While working on-site at NKU, I completed my Masters of Public Administration with a concentration in Nonprofit Management. I recognized that Berea College, the Shepherd Alliance Internship Program, and AmeriCorps VISTA assignments had a common element: the strategic assessment and application of programs that benefited diverse and often impoverished populations. I highly valued the opportunities that I had to not only provide direct service but to improve those services and maximize the impact on others.

After two full terms as an AmeriCorps participant, I accepted a position as a Grant Evaluator for the Disabled American Veterans (DAV) National Headquarters in Cold Spring, Kentucky. In serving primarily for the DAV-affiliated grant-making organizations (DAV Charitable Service Trust, DAV National Service Foundation), I evaluated hundreds of funding applications each year, with full reports and funding recommendations to the respective entities’ Board of Directors. Recently, I was promoted to the senior role within the Trust & Foundation Administration sector of the DAV HQ. I now collaborate closely with the Administrator of the DAV Charitable Service Trust, DAV National Service Foundation, and Disabled Veterans’ Life Memorial Foundation to oversee evaluation of requests from each grant-making organization. My duties include processes regarding incoming contributions from individuals, corporations, workplace giving campaigns, bequests, and other means of giving.

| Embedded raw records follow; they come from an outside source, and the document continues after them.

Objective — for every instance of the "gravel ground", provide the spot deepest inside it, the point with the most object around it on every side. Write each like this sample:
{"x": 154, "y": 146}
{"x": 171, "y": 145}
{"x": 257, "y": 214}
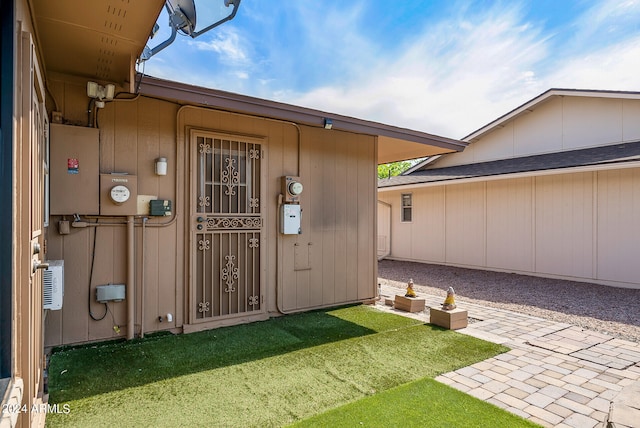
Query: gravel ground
{"x": 611, "y": 310}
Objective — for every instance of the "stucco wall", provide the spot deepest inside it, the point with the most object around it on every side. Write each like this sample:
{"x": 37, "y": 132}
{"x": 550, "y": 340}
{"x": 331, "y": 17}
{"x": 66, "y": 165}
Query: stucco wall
{"x": 580, "y": 226}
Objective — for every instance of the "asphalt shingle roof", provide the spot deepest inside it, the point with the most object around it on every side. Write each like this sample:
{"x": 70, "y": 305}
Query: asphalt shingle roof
{"x": 623, "y": 152}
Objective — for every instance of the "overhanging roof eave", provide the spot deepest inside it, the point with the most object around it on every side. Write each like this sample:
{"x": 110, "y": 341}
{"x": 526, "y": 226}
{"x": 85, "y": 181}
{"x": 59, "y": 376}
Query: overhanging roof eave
{"x": 189, "y": 94}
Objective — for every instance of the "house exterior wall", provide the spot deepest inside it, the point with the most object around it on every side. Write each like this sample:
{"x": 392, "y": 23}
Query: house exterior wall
{"x": 557, "y": 124}
{"x": 578, "y": 226}
{"x": 337, "y": 243}
{"x": 24, "y": 136}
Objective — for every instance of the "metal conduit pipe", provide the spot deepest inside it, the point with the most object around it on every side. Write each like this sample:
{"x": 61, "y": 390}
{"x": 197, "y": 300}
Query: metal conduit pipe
{"x": 131, "y": 277}
{"x": 142, "y": 250}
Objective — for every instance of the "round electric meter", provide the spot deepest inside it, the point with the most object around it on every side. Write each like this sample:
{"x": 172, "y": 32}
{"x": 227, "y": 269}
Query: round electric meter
{"x": 295, "y": 188}
{"x": 120, "y": 194}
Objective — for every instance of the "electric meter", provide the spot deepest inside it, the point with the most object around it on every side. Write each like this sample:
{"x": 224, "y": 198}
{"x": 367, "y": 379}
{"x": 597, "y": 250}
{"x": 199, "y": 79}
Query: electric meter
{"x": 291, "y": 188}
{"x": 120, "y": 194}
{"x": 295, "y": 188}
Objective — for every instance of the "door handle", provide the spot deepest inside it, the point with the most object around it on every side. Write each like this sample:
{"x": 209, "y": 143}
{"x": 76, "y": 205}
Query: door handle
{"x": 37, "y": 264}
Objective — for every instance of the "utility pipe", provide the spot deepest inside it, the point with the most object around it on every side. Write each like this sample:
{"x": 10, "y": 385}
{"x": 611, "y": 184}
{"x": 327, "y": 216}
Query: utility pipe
{"x": 144, "y": 224}
{"x": 130, "y": 277}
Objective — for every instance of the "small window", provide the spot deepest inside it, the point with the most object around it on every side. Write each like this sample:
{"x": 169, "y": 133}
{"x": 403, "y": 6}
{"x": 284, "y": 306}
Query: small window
{"x": 406, "y": 207}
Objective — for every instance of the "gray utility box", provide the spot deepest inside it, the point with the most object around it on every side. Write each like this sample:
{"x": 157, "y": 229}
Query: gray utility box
{"x": 110, "y": 293}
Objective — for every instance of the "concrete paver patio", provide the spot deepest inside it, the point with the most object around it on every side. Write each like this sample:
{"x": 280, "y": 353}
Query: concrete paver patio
{"x": 556, "y": 374}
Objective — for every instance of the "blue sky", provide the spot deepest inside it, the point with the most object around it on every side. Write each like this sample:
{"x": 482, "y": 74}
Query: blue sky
{"x": 446, "y": 67}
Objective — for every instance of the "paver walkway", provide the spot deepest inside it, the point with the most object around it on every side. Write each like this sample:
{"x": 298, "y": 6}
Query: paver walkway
{"x": 556, "y": 374}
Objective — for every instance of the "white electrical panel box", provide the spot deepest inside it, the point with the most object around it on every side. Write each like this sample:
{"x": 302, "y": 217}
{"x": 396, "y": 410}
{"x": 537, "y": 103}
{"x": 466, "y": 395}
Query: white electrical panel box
{"x": 53, "y": 285}
{"x": 290, "y": 219}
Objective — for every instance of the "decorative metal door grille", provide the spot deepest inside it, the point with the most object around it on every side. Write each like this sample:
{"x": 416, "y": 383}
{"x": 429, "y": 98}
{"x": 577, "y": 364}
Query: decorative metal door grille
{"x": 228, "y": 226}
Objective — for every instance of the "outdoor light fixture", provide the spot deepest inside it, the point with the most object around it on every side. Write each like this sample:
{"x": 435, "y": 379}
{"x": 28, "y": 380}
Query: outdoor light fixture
{"x": 161, "y": 166}
{"x": 101, "y": 93}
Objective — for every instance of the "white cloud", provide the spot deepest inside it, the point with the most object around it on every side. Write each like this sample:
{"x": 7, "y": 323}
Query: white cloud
{"x": 451, "y": 78}
{"x": 227, "y": 44}
{"x": 468, "y": 70}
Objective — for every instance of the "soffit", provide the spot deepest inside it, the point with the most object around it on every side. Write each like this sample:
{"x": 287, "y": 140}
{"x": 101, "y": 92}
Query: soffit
{"x": 394, "y": 143}
{"x": 96, "y": 39}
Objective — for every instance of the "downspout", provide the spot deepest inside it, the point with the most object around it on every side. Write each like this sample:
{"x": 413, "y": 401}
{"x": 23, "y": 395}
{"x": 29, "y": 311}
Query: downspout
{"x": 142, "y": 287}
{"x": 130, "y": 277}
{"x": 388, "y": 253}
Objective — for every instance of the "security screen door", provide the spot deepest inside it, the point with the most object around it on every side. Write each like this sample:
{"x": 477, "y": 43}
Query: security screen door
{"x": 226, "y": 226}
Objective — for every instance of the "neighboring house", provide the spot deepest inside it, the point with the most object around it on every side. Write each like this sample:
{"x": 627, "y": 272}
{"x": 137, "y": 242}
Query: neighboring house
{"x": 551, "y": 189}
{"x": 79, "y": 184}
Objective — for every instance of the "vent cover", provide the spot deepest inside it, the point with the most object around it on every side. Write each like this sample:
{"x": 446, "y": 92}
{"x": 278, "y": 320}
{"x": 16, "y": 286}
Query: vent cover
{"x": 53, "y": 285}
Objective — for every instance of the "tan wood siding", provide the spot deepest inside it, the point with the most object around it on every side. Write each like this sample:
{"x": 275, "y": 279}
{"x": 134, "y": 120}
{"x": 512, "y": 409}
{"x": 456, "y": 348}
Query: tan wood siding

Indisputably, my roots with both Berea College and the Shepherd program have paved the path for service that has impacted thousands of individuals throughout the country. I am honored to contribute to the well-being of those that have sacrificed so much—individuals that are truly eager to learn, grow, and adapt in their communities. I am continuously grateful for my studies at Berea and the Shepherd Alliance and their potential to promote both short- and long- term service to individuals in need.